Lucy Bailey, in a directorial return to the West Yorkshire Playhouse, presents us with something a little dated, a fraction too consciously stylish, but undeniably chilling with her production of Frederick Knott‘s Dial M For Murder. The play might come across as a fairly conventional thriller if it weren’t for the twist: the villain is exposed from the start. Instead of a ‘whodunnit’ angle, cuckolded husband and washed-out former tennis player Tony Wendice (Richard Lintern) carefully draws out his plot to murder his pretty but somewhat vacant wife Sheila (Aislin McGuckin) with the audience privy to every detail. The play’s success therefore lies in the tension of watching the wheels being set in motion, and the unpredictable unfurling of events as the murder is ultimately bungled, with all the cover-up attempts that follow.

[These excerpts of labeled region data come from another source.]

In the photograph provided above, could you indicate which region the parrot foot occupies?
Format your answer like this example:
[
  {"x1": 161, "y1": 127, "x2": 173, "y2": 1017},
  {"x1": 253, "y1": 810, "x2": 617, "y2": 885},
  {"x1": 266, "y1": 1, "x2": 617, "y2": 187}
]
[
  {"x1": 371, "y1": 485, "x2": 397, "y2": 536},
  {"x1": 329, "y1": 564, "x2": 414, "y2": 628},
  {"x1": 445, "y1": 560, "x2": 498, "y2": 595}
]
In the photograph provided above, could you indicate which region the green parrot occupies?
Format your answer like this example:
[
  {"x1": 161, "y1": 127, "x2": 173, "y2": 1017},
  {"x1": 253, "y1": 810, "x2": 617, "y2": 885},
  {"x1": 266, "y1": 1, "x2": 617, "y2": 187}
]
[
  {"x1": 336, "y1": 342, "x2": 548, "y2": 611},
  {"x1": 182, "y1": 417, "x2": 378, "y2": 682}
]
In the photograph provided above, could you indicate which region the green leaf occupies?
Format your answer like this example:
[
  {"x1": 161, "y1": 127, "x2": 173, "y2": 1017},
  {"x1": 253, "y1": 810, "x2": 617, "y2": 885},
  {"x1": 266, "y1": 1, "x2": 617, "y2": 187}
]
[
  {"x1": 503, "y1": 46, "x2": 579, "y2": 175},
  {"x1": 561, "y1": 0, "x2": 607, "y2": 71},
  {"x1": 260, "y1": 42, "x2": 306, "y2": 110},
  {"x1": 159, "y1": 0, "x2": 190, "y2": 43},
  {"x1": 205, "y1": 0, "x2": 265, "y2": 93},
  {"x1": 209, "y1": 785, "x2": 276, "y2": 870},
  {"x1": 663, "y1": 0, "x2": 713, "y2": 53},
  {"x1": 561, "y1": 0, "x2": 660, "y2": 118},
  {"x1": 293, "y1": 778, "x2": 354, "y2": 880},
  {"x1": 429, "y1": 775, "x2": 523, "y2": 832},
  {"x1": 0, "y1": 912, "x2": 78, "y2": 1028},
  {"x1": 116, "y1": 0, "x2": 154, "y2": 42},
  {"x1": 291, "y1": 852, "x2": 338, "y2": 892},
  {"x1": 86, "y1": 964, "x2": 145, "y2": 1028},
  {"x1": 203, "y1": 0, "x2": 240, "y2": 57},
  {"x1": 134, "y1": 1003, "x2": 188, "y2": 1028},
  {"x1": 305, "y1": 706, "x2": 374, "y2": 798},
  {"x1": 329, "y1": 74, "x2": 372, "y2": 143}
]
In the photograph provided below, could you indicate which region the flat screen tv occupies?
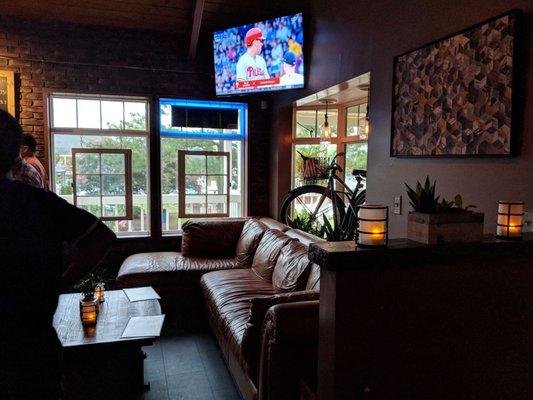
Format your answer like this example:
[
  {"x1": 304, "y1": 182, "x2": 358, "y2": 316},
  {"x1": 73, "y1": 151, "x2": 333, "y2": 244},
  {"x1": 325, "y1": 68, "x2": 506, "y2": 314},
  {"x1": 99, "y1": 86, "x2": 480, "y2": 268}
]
[{"x1": 213, "y1": 13, "x2": 304, "y2": 96}]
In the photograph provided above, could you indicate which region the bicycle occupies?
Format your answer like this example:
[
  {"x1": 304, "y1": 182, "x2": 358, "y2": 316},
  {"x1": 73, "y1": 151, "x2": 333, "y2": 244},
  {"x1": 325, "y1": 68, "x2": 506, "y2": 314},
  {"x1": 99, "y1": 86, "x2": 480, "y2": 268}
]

The opening of the play makes up aesthetically for what it lacks in substance, as Sheila and her lover Max (Nick Fletcher) lounge around in beautifully tailored evening wear, daintily sipping drinks, all the while flanked by the towering scarlet walls of a set that certainly gives no nod to subtlety. At one point, it looks as if things are sliding dangerously into Noel Coward territory as Captain Lesgate (Daniel Hill), the unlucky man blackmailed into committing the murder, guffaws that he ‘admires a man who knows what he wants’, pipe in one hand, brandy in the other.

However, it is the marvellous Richard Lintern who introduces some bite, playing Tony with a perfect mixture of easy confidence and manipulative charisma. The script is clever and beautifully crafted, allowing the audience to enjoy the delicious irony of Tony’s insistence on civility whilst he plots a murder with superbly chilling emotional detachment. Aislin McGuckin does her best to bring Sheila to life, a character primarily to be found staggering around on stage with an array of handbags, stockings and other female knickknacks. Her hysterics toward the end of the play bring laughs, but she handles the rest of Sheila’s emotional distress very well.

Much of the production’s strength lies in its deft creation of atmosphere, a great deal of which is down to Dial M‘s expert design team. The music builds up an element of cinematic suspense and this, alongside the set’s drapes and dreamy back gauze, mean that the characters are constantly passing in and out of the shadows. The whole tone of the piece changes very successfully from the fusty sitting room chat of the opening, to the highly tense, sharp-paced action that follows, with a brilliant attempted murder sequence that will never allow you to look at scissors in quite the same way again. All in all, a production that only gets better as it goes on, chilling and entertaining in equal measure.